UTF-8 is your friend. Use it.

The big step from ASCII to Unicode was the potential to use multiple bytes to represent a single character. With ASCII, each character was given a number between 0 and 255 and that’s all the programmer could use. If another character needed to be shown, the numbers were reused and a different font was loaded. If people didn’t have the same fonts, they got errors or undefined results.

Enter Unicode and UTF-8. With the creation of UTF-8, characters from all over the world are assigned numbers between 0 and 1,114,111. This is fantastic news, because you can store text in many different languages without having to worry about specific encodings. This also means you can support language fall back for sections of your web page. If you have 80% of your page translated for a specific language, you can fall back to an alternative, all while using the same encoding. (an aside: Be sure to use lang=”” attributes in your HTML tags if you’re changing the language mid-stream).

Don’t concatenate strings

Code like this makes me sad, and will make your localizers cry (or quit):

  <?
    $item = "toast";

    // Example one - This is bad
    echo _("Sometimes I eat")." {$item} "._("and sometimes I don't.");

    // Example two - This is better
    echo sprintf(_("Sometimes I eat %s and sometimes I don't."), $item);
?>

In the first example, chances are good the localizer will get the list of strings to translate and the two separate calls to _() will look like two different sentences with no context around them. Firstly, the phrases by themselves make no sense, and secondly, a localizer needs to be able to look at an entire sentence (and sometimes more) to understand how to translate it most effectively.

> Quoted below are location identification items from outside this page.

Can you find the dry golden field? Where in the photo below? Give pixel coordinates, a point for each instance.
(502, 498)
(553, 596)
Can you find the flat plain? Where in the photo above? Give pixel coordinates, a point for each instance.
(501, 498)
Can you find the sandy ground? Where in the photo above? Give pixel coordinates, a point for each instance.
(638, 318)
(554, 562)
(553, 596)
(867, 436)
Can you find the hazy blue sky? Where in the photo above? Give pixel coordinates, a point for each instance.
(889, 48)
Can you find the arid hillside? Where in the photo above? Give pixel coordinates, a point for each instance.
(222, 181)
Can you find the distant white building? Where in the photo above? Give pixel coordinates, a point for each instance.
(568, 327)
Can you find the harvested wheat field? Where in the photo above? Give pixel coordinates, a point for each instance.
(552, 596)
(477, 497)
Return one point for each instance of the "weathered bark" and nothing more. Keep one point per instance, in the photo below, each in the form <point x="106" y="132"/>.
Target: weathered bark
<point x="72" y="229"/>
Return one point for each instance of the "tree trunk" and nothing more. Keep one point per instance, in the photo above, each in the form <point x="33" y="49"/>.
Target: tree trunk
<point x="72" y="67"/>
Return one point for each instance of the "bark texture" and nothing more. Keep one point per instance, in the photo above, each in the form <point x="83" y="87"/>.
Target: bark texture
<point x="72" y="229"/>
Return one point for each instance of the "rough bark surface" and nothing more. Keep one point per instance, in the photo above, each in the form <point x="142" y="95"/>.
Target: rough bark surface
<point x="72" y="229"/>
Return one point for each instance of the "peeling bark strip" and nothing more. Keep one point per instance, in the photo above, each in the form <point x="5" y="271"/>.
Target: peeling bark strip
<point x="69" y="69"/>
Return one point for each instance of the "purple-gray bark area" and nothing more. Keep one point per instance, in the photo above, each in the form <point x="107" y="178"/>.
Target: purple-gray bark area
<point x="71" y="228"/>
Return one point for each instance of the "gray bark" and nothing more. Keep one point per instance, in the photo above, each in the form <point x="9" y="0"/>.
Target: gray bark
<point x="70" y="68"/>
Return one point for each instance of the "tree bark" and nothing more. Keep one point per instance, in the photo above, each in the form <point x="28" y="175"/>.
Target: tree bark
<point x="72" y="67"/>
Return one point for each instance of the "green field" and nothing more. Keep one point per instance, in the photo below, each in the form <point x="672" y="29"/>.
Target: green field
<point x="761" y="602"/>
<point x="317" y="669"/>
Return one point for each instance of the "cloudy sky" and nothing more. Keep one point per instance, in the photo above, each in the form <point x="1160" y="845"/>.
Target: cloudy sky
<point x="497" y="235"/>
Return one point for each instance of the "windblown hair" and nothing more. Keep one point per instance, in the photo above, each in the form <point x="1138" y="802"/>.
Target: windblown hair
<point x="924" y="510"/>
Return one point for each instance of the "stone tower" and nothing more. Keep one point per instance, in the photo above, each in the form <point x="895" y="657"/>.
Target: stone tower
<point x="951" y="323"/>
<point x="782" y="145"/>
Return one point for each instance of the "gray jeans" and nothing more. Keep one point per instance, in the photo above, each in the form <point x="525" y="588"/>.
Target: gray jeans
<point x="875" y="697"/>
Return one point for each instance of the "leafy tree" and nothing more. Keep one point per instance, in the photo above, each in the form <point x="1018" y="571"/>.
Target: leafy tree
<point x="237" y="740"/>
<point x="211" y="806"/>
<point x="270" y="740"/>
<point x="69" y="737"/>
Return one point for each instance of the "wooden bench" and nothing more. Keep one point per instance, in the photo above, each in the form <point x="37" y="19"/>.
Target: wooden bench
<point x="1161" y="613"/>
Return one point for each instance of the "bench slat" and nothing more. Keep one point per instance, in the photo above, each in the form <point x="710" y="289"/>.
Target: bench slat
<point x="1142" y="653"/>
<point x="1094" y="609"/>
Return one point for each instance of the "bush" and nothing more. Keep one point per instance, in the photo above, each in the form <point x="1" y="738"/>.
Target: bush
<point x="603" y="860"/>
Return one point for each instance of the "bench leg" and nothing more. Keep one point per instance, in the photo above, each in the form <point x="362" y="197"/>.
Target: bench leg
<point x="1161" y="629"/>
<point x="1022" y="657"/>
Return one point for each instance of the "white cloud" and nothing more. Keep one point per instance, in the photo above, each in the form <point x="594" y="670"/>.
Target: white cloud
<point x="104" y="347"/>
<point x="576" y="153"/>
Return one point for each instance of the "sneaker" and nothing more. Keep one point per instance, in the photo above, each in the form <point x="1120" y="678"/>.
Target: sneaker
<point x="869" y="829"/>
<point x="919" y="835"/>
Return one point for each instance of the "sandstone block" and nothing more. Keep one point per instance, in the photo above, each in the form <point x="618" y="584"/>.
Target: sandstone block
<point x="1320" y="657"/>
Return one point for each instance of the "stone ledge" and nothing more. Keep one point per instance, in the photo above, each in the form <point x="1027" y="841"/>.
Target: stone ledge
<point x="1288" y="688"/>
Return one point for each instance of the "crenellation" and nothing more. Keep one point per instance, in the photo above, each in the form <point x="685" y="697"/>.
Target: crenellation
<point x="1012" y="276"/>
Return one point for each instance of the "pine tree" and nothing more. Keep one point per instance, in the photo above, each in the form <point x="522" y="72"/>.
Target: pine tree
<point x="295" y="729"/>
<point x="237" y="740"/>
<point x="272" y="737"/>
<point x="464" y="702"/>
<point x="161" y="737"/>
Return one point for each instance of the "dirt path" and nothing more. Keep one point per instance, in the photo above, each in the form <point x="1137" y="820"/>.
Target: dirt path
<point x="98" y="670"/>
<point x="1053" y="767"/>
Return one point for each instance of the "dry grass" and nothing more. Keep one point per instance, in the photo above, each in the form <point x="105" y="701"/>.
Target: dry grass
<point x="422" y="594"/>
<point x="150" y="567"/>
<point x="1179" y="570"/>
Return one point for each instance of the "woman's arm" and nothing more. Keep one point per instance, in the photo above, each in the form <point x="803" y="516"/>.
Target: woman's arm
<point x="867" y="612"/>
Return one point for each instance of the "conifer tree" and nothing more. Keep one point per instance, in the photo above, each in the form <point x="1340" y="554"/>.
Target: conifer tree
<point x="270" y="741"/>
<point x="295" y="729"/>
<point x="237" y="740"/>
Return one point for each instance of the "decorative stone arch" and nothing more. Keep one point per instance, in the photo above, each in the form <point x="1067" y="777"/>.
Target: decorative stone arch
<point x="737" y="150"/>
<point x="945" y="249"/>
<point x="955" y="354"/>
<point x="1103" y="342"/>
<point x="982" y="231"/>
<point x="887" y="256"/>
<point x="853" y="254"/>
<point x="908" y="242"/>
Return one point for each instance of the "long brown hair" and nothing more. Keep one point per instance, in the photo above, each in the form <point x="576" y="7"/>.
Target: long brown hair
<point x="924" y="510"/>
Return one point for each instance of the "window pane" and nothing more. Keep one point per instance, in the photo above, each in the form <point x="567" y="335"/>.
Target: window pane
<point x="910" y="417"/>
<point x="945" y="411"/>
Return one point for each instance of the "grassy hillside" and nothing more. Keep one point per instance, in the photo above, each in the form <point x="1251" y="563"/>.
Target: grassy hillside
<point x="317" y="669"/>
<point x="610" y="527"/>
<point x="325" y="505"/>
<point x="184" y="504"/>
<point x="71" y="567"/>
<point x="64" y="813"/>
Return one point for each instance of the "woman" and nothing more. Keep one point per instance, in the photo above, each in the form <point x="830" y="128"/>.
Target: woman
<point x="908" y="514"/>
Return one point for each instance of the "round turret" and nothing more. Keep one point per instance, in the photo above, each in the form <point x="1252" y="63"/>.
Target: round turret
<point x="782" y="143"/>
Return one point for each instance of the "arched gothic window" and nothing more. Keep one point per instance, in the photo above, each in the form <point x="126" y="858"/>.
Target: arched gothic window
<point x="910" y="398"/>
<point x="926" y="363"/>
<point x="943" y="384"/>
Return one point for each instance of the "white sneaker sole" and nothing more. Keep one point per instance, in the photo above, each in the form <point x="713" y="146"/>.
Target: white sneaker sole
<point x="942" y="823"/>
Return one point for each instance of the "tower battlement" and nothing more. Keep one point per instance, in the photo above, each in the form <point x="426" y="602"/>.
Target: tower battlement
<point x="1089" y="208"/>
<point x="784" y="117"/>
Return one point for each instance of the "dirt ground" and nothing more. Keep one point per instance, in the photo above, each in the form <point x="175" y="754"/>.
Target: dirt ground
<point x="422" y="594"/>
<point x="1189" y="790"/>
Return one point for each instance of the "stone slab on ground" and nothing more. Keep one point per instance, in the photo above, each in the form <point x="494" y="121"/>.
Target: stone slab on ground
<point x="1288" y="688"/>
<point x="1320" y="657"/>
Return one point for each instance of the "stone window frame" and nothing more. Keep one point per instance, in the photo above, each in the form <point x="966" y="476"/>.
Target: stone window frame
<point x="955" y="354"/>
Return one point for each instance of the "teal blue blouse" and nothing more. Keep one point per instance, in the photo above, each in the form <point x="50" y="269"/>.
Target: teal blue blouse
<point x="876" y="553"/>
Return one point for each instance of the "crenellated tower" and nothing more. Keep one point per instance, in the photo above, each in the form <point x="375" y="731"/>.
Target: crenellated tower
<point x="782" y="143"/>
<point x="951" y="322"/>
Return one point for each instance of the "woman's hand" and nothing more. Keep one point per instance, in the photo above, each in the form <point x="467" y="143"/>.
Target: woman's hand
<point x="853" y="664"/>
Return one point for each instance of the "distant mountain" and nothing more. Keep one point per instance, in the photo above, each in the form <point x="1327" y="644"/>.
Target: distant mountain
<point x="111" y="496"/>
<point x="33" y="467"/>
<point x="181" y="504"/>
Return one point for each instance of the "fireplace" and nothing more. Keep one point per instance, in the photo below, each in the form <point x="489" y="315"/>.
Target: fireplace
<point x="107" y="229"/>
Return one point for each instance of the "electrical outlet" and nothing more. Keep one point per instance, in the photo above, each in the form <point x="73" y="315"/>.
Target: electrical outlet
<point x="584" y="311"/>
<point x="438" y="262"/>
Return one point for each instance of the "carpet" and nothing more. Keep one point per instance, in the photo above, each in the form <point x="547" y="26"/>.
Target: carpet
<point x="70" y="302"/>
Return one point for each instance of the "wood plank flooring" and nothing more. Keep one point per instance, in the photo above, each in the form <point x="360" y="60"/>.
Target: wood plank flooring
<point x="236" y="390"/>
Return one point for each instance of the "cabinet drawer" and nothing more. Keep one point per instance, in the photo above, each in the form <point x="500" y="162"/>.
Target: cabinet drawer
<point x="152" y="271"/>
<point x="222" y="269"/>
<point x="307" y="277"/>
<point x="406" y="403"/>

The second example uses the printf() standard %s to let the localizer know you’ll be substituting a string into the middle of the sentence. This is the current best practice for creating sentences with variables. Depending on what the string is, they may still be upset, but that’s out of scope for this tip (here’s a hint though).

Don’t use machine translation

In recent years great progress has been made towards programmatically translating documents from language to language. That said, it is far from being an acceptable replacement for a fluent translator. The edge cases and “what ifs” on the technical/logical side of the translation are enough for me to say that, but when you start talking about potentially offensive translations (that’s the next tip) this is a definite requirement. Just look at an example of an automated German to English translation. It’s readable but it’s far from polished - not something you want as a first impression to your site.

Be culturally sensitive

If you’re not very familiar with your target culture ask for an opinion from someone who is (or hire a localizer who is). Seemingly innocent words, phrases, and images could be misunderstood by another culture. If you use terminology that is only understood in your region or culture, the best case you can hope for is that a visitor to your site just won’t understand and will ignore it, but it really reduces your credibility and the overall enjoyment of visiting your site.

Use multi-byte functions

This may be a little PHP specific, but it’s good to be aware of it in any language. PHP has string functions and multibyte string functions. The latter functions support characters that fill up more than one byte (ie. UTF-8 characters). This is essential when manipulating strings with letters outside of the Latin alphabet. If you’re not using PHP, at the least, verify your programming language will manipulate multi-byte strings correctly.

Separate your views from your logic

I’m a fan of MVC separation, but there are plenty of other architectural patterns. Depending on what process and software you use for localization you may be giving template files to localizers. If that’s the case, the simpler the better - you don’t need a bunch of complex code around the strings waiting to be translated. Even if you’re using a method that doesn’t require giving template files to localizers, updating strings is easier, and whoever does maintenance on your software in the future will thank you.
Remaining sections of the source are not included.